The ruling party swept cities and rural districts alike as the triangular contests involving the BJP, the Congress and new entrant, the Aam Aadmi Party (AAP), catapulted it to power with unprecedented numbers.
The AAP’s win in five seats and a vote share-capture of 17%, marked the party’s entry into Gujarat politics and ensured the decimation of the main Opposition party, the Congress, which won just 17 seats compared to a handsome 77 in 2017 and saw its vote share shrink to a mere 27.3%. Not only could the Congress not win a single urban seat in cities such as Surat, Vadodara, Rajkot, Jamnagar, Bhavnagar and Gandhinagar, it also clocked a complete collapse in the State’s tribal belt. The BJP won 23 out of the 27 seats reserved for the Scheduled Tribes (STs) across the tribal belt from north to south.
In the face of its damaging performance in Gujarat, the anti-incumbency factor in Himachal Pradesh and its hyper-local campaign led the Congress to make a comeback in the State on Thursday, by winning 40 seats in the high-stakes contest for the 68-member Legislative Assembly. However, the victory is instructive of a long-standing pattern- Himachal Pradesh has seen a bipolar electoral system for more than three decades, with the Congress and the BJP alternately forming the government. The BJP’s hopes of staying in power were dampened despite its high-pitched “mission repeat” campaign as the party failed to go beyond the 25-seat mark. While incumbent Chief Minister Jai Ram Thakur did win his seat, eight of his 10 Ministers lost the election. The AAP could not leave a mark in the hill State, not clinching even a single seat.

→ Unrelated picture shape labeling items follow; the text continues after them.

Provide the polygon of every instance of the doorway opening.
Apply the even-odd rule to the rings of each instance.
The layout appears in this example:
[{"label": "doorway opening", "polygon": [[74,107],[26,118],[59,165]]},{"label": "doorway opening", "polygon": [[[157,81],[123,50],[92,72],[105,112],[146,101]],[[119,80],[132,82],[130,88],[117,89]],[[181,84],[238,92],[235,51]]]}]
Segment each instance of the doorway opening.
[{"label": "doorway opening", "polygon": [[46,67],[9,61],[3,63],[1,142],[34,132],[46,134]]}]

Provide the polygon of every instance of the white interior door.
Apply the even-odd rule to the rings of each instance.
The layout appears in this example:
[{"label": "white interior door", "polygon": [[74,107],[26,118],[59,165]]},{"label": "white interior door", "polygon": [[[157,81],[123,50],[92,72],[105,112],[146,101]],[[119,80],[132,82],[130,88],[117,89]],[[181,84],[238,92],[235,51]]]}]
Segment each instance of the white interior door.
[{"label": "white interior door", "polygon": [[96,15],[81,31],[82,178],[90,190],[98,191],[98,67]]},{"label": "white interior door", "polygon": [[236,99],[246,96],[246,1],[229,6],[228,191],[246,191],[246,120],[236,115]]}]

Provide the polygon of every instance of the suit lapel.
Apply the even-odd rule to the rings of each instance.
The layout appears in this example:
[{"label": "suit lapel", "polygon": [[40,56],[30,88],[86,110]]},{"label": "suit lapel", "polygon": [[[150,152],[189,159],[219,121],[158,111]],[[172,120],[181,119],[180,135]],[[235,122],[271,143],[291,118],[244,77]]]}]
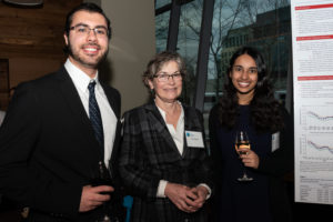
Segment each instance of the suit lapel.
[{"label": "suit lapel", "polygon": [[64,67],[62,67],[58,72],[58,80],[60,81],[60,93],[62,94],[67,105],[70,108],[69,110],[72,112],[72,118],[75,120],[78,129],[81,130],[82,140],[88,140],[89,144],[91,144],[89,147],[93,148],[92,150],[95,151],[97,149],[99,149],[99,144],[94,139],[94,133],[89,117],[84,110],[74,83],[72,82]]},{"label": "suit lapel", "polygon": [[111,176],[114,176],[115,173],[115,163],[117,163],[117,157],[118,157],[118,152],[119,152],[119,147],[120,147],[120,131],[121,131],[121,122],[120,122],[120,101],[115,100],[115,92],[112,92],[112,89],[107,87],[104,83],[100,82],[104,93],[108,98],[109,104],[117,118],[117,125],[115,125],[115,137],[114,137],[114,142],[113,142],[113,148],[112,148],[112,152],[111,152],[111,158],[109,161],[109,165],[110,165],[110,172],[111,172]]}]

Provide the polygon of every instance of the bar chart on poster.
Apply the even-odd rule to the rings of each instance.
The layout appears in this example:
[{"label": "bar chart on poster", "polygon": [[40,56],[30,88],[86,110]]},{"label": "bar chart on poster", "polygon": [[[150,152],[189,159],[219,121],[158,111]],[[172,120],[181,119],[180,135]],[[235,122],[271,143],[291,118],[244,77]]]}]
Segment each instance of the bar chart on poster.
[{"label": "bar chart on poster", "polygon": [[333,1],[292,0],[295,201],[333,204]]}]

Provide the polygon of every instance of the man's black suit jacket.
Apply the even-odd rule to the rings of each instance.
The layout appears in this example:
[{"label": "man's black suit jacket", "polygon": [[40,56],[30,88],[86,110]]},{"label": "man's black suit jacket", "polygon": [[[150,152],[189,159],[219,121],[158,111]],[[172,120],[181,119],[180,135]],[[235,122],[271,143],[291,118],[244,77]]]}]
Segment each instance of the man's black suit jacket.
[{"label": "man's black suit jacket", "polygon": [[[110,161],[117,186],[120,94],[102,87],[118,118]],[[64,67],[17,88],[0,128],[0,193],[57,221],[85,221],[91,213],[79,213],[82,186],[97,175],[101,159],[89,117]]]}]

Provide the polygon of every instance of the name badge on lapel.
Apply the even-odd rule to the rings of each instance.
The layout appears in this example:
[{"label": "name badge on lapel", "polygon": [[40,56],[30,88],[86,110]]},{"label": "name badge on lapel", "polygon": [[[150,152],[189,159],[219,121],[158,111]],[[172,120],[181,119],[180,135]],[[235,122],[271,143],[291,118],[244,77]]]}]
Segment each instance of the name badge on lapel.
[{"label": "name badge on lapel", "polygon": [[185,130],[185,138],[188,147],[204,148],[201,132]]}]

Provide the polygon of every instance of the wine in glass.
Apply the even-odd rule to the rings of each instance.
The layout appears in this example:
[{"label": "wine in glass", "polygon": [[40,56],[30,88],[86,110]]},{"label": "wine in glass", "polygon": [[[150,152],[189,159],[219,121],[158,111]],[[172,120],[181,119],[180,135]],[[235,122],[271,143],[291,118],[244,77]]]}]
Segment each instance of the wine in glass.
[{"label": "wine in glass", "polygon": [[[240,150],[240,149],[242,149],[242,150]],[[236,137],[235,137],[235,150],[239,153],[239,155],[243,155],[243,154],[248,153],[248,151],[244,151],[244,149],[248,149],[248,150],[251,149],[248,133],[245,131],[238,131]],[[238,181],[241,181],[241,182],[253,181],[253,178],[248,176],[246,169],[244,165],[243,165],[243,176],[239,178]]]}]

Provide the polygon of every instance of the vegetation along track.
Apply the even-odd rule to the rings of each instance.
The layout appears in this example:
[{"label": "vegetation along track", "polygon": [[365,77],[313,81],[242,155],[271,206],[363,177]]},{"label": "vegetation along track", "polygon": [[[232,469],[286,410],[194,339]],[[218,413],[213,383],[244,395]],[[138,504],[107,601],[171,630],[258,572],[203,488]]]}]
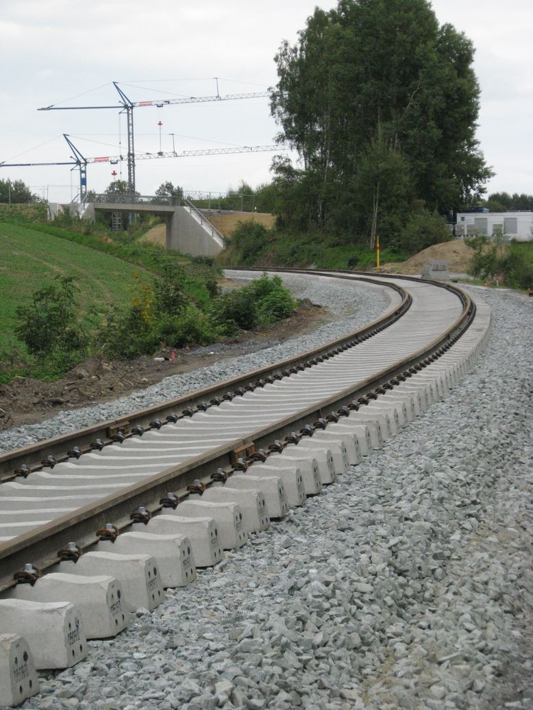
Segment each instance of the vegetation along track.
[{"label": "vegetation along track", "polygon": [[[374,323],[298,357],[0,457],[0,614],[1,605],[23,604],[20,599],[75,601],[90,638],[114,635],[128,609],[154,608],[163,586],[193,581],[195,560],[215,564],[222,549],[240,547],[248,532],[381,447],[456,384],[488,333],[487,307],[454,286],[311,275],[390,289],[392,306]],[[171,538],[181,561],[168,559]],[[140,596],[139,580],[122,571],[134,565],[117,554],[125,552],[146,563]],[[87,570],[118,578],[104,606],[122,621],[107,631],[95,630],[84,606],[92,592],[80,599],[86,578],[72,591],[70,577],[56,577]],[[121,589],[121,599],[112,601]],[[79,646],[66,665],[86,652]],[[35,689],[20,687],[18,699]]]}]

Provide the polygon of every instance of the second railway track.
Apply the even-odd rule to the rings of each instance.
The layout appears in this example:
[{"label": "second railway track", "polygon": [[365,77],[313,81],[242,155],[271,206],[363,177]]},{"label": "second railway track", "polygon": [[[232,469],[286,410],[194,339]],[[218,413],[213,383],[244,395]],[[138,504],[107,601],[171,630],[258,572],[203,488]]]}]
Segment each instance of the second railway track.
[{"label": "second railway track", "polygon": [[[122,569],[109,552],[136,550],[146,557],[151,551],[157,559],[158,545],[162,550],[163,537],[173,535],[183,557],[174,582],[161,578],[168,574],[161,559],[154,579],[145,580],[155,606],[163,586],[193,579],[195,558],[198,566],[216,563],[223,547],[240,546],[270,517],[302,504],[443,396],[481,349],[488,309],[453,287],[397,277],[371,280],[392,290],[392,307],[340,341],[238,381],[1,457],[0,589],[6,599],[0,607],[20,599],[75,601],[72,584],[63,579],[62,586],[60,578],[52,584],[58,571],[109,576],[114,567]],[[199,525],[207,525],[208,549]],[[142,542],[139,530],[148,534]],[[115,539],[128,544],[113,547]],[[46,570],[51,574],[38,579]],[[121,574],[131,577],[117,571],[115,591],[122,584],[126,597],[134,596]],[[134,606],[131,599],[119,603],[124,618],[117,629]],[[19,694],[31,694],[21,687]]]}]

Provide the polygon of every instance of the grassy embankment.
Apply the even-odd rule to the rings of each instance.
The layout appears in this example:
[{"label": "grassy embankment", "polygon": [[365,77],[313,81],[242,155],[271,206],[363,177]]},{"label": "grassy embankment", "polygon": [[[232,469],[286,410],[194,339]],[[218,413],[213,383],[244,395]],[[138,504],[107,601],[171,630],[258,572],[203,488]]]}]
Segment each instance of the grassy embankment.
[{"label": "grassy embankment", "polygon": [[[56,379],[88,356],[131,359],[208,344],[296,306],[275,279],[219,295],[212,260],[166,253],[139,236],[92,234],[79,222],[72,229],[0,222],[0,382]],[[57,280],[65,278],[74,300]]]},{"label": "grassy embankment", "polygon": [[36,227],[0,222],[0,359],[20,345],[14,336],[17,306],[54,276],[73,276],[84,316],[99,317],[112,304],[125,305],[138,266]]}]

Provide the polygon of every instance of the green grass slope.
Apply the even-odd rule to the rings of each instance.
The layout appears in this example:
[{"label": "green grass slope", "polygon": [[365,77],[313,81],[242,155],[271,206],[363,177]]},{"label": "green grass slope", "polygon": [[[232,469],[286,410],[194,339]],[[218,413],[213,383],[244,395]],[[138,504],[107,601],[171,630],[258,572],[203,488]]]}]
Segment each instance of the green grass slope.
[{"label": "green grass slope", "polygon": [[18,305],[56,275],[72,276],[85,313],[131,300],[139,267],[87,246],[16,224],[0,222],[0,351],[16,342]]}]

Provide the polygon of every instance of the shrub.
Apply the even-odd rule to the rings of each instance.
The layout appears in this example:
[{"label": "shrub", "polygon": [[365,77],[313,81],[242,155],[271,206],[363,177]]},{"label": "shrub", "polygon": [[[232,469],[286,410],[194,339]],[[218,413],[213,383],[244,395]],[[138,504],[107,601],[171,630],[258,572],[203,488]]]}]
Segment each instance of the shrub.
[{"label": "shrub", "polygon": [[[451,241],[453,239],[444,217],[422,209],[409,217],[400,233],[399,246],[411,253],[416,253],[433,244]],[[397,246],[393,241],[390,246]]]},{"label": "shrub", "polygon": [[226,335],[234,335],[238,328],[251,330],[257,323],[254,292],[249,286],[244,286],[218,296],[213,302],[212,314]]},{"label": "shrub", "polygon": [[97,336],[99,349],[112,357],[128,359],[152,353],[159,345],[151,320],[138,305],[126,311],[115,308],[107,314],[107,322]]},{"label": "shrub", "polygon": [[238,328],[251,330],[286,318],[296,307],[296,302],[279,276],[270,278],[264,273],[248,285],[219,296],[212,313],[222,332],[232,336]]},{"label": "shrub", "polygon": [[28,305],[16,310],[16,336],[33,354],[81,349],[87,337],[78,320],[78,289],[70,276],[55,276],[54,283],[35,291]]},{"label": "shrub", "polygon": [[161,343],[173,348],[207,345],[220,334],[209,315],[192,304],[181,315],[162,321],[157,332]]},{"label": "shrub", "polygon": [[257,302],[257,319],[262,324],[275,323],[294,312],[296,302],[286,288],[276,289]]},{"label": "shrub", "polygon": [[259,222],[239,222],[232,234],[231,243],[240,255],[244,266],[251,266],[268,244],[268,231]]}]

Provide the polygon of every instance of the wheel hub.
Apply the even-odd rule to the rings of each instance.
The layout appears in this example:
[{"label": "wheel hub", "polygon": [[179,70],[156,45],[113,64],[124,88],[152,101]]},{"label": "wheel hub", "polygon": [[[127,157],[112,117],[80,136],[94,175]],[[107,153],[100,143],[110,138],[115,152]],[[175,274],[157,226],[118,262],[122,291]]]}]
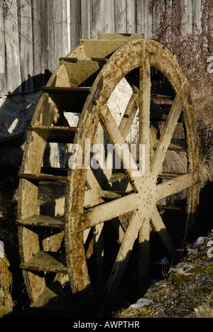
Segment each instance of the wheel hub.
[{"label": "wheel hub", "polygon": [[143,221],[151,219],[153,214],[157,201],[156,192],[155,177],[151,175],[143,177],[138,195],[138,212]]}]

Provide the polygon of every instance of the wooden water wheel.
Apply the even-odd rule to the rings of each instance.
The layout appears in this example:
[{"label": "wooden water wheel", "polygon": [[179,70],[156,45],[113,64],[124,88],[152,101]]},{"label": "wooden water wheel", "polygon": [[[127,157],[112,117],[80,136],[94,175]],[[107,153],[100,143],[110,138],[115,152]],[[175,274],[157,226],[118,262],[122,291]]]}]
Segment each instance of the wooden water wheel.
[{"label": "wooden water wheel", "polygon": [[[121,115],[110,109],[121,82],[131,92]],[[67,116],[73,114],[75,126]],[[45,167],[51,143],[66,147],[68,164]],[[120,167],[104,168],[92,155],[94,144],[105,153],[107,143]],[[195,230],[198,146],[187,80],[157,41],[100,34],[60,58],[29,126],[19,175],[21,268],[31,306],[75,311],[90,301],[103,314],[132,282],[142,296],[150,255],[176,260]],[[96,167],[88,167],[91,158]],[[43,201],[48,186],[55,196]]]}]

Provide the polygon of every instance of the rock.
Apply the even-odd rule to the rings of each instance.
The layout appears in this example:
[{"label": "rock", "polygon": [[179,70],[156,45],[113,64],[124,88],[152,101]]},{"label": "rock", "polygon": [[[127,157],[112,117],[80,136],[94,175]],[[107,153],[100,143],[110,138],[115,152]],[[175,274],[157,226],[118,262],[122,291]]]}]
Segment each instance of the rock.
[{"label": "rock", "polygon": [[12,275],[6,258],[0,258],[0,318],[12,311],[13,302],[11,295]]},{"label": "rock", "polygon": [[207,240],[208,240],[208,238],[206,238],[205,236],[200,236],[197,240],[195,247],[198,248],[204,245]]},{"label": "rock", "polygon": [[135,304],[131,304],[130,309],[138,309],[143,308],[146,306],[149,306],[152,303],[152,300],[150,299],[140,299]]}]

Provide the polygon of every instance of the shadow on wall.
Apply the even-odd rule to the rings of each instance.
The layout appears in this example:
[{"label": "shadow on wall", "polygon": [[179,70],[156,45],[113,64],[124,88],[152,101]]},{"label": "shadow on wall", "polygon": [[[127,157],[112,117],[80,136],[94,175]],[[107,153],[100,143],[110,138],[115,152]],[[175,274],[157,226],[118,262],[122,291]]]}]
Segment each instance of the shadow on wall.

The results in both States, despite the Himachal loss, are only evident of the BJP’s reinforced sway over India’s politics. Case in point, while votes for the AAP and the Congress together did not add up to 40% vote share in Gujarat, the BJP saw a jump in its share even in a poll that saw a 4% drop in turnout. Even in Himachal, despite a fall in its seat tally, the saffron party’s vote share only came down from 48% to 43%, almost equal to the winning Congress’s vote share.
As this editorial in today’s edition of The Hindu points out, the results show that the BJP’s status as the hegemon remains unchallenged in Indian politics. While it has a universal formula that is largely successful across regions, the opposition to it can sustain only with State-specific strategies. The AAP’s Gujarat entry and its gaining of a national party status, however, has the potential of muddying the waters for the Opposition.